Heat semigroup on $C_b(\mathbb R)$

Question

Let $(X,\|\cdot\|)\in \{(L^2(\mathbb R),\|\cdot\|_{L^2}),(L^\infty(\mathbb R),\|\cdot\|_{L^\infty}),(C_b(\mathbb R),\|\cdot\|_{\infty})\}$

I have a question regarding the heat semigroup $$T_tf:=(\varphi_t\ast f)$$ for $f\in X$, $t>0$ and $$\varphi_t\colon \mathbb R\to \mathbb R,\; x\mapsto \frac1{\sqrt{4\pi t}}\exp\left(-\frac{y^2}{4t}\right),\; t>0.$$ Since $(\varphi_t)_{t>0}$ is a mollifier, it is relatively easy to calculate that $(T_t)_{t\geq0}$ forms a strongly continuous semigroup on $X=L^2(\mathbb R)$. However, it is not strongly continuous on $X=L^\infty(\mathbb R)$. To do this, you can choose $f=\mathbb1_{[0,\infty)}\in L^\infty(\mathbb R)$ and show that $$\|T_tf-f\|_{L^\infty}\not\to 0$$ applies. I have now asked myself what happens for $X=C_b(\mathbb R)$. The idea must be similar to $X=L^\infty(\mathbb R)$, but the $f$ chosen there is not continuous. The obvious approach would now be to smooth $f$, unfortunately linear interpolation does not lead to the desired result. Hence my question, is there a "simple" function to disprove the strong continuity of $(T_t)_{t\geq0}$ on $C_b(\mathbb R)$?

Answer 1

$f(x) = \sin x^2$ is continuous and bounded, but not uniformly continuous. For such functions, in general, translation is not $L^\infty$ continuous, and thus there might be some problems with convolution.
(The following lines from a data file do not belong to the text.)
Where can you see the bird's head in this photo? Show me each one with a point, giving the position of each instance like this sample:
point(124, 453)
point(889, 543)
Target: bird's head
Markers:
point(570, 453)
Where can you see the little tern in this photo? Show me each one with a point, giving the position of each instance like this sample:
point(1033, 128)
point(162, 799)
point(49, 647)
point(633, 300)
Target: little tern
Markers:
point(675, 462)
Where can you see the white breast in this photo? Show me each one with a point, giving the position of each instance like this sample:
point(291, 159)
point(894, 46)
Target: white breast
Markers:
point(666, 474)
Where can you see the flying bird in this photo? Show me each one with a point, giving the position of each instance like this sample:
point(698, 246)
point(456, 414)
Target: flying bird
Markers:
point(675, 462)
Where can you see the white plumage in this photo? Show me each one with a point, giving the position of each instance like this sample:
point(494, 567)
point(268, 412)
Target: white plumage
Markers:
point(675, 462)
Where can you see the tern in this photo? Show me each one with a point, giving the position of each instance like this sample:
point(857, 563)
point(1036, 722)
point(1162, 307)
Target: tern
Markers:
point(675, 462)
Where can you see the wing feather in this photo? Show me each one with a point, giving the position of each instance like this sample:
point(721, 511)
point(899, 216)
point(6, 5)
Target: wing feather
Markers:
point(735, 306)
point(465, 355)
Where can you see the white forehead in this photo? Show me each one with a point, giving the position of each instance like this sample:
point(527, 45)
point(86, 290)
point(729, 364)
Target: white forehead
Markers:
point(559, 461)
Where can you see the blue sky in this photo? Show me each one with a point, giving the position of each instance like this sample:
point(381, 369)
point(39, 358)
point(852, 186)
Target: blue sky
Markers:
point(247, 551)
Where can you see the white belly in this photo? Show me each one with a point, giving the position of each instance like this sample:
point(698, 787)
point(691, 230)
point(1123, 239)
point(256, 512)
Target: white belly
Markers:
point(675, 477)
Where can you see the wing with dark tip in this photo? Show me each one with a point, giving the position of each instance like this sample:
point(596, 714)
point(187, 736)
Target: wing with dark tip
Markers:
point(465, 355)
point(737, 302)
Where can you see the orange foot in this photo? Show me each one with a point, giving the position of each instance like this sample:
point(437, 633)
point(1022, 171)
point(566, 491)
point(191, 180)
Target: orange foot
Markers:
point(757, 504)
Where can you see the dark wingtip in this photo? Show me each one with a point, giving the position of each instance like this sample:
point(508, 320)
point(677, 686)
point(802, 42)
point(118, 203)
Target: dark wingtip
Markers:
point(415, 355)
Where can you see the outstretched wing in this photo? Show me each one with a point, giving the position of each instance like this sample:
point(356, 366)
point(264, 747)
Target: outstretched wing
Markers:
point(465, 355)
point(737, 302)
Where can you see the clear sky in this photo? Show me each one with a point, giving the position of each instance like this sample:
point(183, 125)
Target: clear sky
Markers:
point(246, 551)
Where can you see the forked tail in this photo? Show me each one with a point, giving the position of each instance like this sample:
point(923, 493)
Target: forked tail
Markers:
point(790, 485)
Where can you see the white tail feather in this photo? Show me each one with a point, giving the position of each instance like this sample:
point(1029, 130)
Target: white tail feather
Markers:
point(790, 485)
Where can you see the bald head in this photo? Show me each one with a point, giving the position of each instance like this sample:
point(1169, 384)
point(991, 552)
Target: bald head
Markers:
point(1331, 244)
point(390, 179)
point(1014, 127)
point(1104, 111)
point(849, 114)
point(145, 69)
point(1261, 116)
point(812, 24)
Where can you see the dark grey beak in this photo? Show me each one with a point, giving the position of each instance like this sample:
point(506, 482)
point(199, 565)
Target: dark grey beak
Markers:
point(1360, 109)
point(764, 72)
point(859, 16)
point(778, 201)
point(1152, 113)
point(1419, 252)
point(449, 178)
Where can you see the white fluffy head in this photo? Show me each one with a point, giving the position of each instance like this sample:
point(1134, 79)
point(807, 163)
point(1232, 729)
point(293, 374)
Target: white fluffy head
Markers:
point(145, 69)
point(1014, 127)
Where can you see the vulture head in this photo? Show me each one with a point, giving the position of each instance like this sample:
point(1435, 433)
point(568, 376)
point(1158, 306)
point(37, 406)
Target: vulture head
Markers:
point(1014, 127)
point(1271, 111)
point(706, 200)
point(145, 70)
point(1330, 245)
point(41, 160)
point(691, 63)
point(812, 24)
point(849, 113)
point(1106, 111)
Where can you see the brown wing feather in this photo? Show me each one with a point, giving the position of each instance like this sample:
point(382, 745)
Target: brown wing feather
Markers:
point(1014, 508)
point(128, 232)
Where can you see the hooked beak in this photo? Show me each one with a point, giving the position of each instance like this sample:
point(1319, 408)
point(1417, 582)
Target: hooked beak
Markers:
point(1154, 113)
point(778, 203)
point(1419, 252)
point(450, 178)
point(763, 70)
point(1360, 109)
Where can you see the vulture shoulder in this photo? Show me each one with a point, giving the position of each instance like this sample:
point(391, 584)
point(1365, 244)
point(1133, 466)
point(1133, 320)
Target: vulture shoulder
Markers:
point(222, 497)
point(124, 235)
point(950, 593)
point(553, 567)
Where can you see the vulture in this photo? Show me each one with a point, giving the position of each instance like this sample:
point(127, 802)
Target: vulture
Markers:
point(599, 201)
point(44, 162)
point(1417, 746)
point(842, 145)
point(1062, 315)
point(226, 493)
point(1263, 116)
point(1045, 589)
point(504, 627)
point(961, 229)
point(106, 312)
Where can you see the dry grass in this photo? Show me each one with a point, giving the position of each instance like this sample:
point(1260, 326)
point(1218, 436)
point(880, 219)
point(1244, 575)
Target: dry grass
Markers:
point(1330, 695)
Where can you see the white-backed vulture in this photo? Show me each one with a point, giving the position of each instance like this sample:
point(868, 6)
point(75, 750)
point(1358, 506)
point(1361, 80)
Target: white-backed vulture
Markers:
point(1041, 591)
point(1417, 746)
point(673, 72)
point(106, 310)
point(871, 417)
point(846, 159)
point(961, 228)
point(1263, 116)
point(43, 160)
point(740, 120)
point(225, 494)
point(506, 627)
I didn't compute the required integral, but looking at a couple of plots, it seems that $T_t f$ is always vanishing at infinity. Therefore it cannot converge in $L^\infty$ to $f$.

Answer 2

Maybe $ C(\mathbb{R}) $ is not a suitable space for studying the heat group because the functions in this space can grow arbitrarily large at infinity. For example, if you take $ f = \mathrm{e}^{x^4} $, which belongs to $ C(\mathbb{R}) $, $ T_t f $ is not well-defined because the integral $ \phi_t * f $ does not converge.